Marines, with their ritual, tradition, obedience and hierarchy, thrive in a profession that most Americans would tend to avoid. “It is the camaraderie engendered by shared hardship for a common cause that helps offset the trauma of combat.”
And of course, there is the constant specter of death. He so effectively writes that they “draw their first breath as Marines on this same parade deck [and] draw their last in places with no significance.” Marines accept the possibility of death as “an implicit clause in the contract.”
Yes, Andrew Milburn is a Marine — his chosen life. And there’s something else as he meticulously describes one precarious leadership assignment after another: Andrew Milburn is a human.
On the one hand, he notes how nothing gets Marines more excited than the prospect of action. He practically pouts at one point when he doesn’t get an assignment at the front.
Remember that Milburn’s accounts are not of choosing teams in some pickup game where winners and losers shake hands and move on. The stories and events he describes are quite real, and as a writer, he wants readers to feel and understand the experience. Take fear — it’s hard not to have it. If you want to know how scared to be, he cites George MacDonald Fraser who says to just look at the men around you, with most eyes gravitating to the command leader.
Milburn takes you inside his feelings, whether it is simply assessing strategy at a battle scene, sucking it up under the weight of constant high-level scrutiny, or having to identify bodies from a helicopter crash and travel the country to console their families.
He also takes readers inside his own family life, and laments how his job has not allowed for as much attention to his children as a more typical vocation might. Facing a potential personal tragedy, he vows to do better if given another chance.
Gluttons for military detail will marvel at this work and appreciate the fine writing. He describes a scene in advance of conflict: “Below me, the lights of Mosul glimmered with deceptive tranquility. I had been up on the front several times, but still found it surreal to look down on the city that was our ultimate objective. It seemed so close, so reachable, so strangely benign, as though you could just get in a car and drive there … There was nothing to suggest that this was a city in the grip of medieval savagery and under siege.”
Milburn comes off as a great history teacher as he dissects his experiences within the big picture, but also captures the human drama and emotion of men in the trenches, banded together in the most unusual of circumstances.
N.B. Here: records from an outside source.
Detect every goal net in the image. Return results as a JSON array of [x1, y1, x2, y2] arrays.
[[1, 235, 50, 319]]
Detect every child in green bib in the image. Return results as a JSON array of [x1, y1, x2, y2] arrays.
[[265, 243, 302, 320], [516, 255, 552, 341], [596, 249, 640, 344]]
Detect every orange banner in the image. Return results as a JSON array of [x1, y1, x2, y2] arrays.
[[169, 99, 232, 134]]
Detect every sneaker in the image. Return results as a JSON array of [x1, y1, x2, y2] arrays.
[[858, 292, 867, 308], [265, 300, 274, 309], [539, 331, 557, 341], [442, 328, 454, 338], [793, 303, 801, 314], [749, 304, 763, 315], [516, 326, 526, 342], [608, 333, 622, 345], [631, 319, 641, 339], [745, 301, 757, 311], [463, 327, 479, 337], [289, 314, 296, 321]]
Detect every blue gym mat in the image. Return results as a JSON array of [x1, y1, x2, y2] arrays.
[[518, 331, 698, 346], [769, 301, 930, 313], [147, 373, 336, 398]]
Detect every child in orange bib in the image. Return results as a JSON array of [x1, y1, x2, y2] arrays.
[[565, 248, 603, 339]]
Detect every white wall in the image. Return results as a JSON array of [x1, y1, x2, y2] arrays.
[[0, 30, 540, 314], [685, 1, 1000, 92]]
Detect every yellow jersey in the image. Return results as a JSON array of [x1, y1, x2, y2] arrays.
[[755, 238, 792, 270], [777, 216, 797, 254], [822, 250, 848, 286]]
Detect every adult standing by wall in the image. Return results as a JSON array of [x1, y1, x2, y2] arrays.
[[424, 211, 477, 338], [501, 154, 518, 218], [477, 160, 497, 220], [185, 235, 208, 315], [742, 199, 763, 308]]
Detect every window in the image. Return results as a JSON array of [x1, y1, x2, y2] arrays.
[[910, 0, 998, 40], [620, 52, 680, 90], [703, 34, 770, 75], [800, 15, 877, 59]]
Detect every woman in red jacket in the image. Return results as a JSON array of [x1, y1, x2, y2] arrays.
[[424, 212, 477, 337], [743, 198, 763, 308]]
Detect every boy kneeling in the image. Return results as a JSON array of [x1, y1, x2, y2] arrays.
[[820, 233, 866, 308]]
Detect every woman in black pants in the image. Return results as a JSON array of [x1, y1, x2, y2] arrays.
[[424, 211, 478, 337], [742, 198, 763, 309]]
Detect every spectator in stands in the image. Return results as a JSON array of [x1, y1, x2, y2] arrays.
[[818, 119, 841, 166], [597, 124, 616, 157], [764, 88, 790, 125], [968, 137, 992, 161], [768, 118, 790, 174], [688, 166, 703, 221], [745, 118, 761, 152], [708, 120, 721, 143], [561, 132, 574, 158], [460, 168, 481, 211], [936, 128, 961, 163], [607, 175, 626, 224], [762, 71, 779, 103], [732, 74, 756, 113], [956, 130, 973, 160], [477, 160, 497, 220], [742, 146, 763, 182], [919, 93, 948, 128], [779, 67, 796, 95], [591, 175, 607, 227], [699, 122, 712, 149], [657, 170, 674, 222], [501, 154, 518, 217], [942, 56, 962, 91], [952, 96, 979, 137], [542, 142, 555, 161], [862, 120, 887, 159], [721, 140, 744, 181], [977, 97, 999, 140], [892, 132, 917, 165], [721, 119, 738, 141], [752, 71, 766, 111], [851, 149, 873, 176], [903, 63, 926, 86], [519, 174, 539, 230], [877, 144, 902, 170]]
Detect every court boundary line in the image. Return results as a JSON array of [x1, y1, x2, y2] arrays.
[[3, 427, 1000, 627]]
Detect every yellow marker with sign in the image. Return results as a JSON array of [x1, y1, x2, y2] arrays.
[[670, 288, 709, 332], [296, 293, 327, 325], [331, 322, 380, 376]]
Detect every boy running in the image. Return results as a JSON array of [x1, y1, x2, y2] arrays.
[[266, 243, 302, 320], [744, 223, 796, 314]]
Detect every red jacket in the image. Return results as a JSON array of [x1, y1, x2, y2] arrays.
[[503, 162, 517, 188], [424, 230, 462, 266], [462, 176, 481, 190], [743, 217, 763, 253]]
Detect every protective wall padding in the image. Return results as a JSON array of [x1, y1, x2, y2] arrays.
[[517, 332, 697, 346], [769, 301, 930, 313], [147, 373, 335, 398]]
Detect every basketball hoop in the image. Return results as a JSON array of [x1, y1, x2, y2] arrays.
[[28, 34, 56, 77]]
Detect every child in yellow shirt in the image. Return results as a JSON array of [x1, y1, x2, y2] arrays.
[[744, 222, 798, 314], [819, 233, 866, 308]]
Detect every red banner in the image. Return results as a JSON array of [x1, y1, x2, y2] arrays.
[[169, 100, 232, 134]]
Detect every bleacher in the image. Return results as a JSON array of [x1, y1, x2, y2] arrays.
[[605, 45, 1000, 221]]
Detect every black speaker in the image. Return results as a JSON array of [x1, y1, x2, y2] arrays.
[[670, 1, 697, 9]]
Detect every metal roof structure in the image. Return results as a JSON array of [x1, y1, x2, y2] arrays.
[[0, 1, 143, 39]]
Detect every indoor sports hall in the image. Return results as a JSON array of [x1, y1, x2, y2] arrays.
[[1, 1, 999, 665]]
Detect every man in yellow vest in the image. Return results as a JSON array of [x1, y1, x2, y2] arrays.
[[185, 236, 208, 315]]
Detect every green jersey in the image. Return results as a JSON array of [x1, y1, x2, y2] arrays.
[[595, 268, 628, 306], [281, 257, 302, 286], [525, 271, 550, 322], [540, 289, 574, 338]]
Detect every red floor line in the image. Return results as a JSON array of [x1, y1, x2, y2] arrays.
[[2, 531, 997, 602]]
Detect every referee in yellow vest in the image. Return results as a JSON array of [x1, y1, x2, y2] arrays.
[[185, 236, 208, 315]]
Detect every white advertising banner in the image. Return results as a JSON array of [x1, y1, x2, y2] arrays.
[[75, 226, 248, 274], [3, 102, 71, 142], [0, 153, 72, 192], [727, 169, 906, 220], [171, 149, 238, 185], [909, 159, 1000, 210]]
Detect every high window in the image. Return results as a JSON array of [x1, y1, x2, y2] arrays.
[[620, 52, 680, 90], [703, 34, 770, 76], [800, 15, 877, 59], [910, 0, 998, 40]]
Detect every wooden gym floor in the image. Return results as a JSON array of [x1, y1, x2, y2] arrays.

The author makes you feel their sweat, their stench, their apprehension and their commitment to the task at hand.
There’s a bigger question that Milburn also addresses — the “why” of war and the decisions that people in power make to enter it at a cost of trillions of dollars and thousands of lives.
But those are not decisions that Marines have to make. “They realize they have joined a profession that commits them to being instruments, but not architects, of national policy.”
He fittingly sums up this observation with a quote from the poet Lord Alfred Tennyson: “Theirs is not to reason why; theirs is but to do and die.”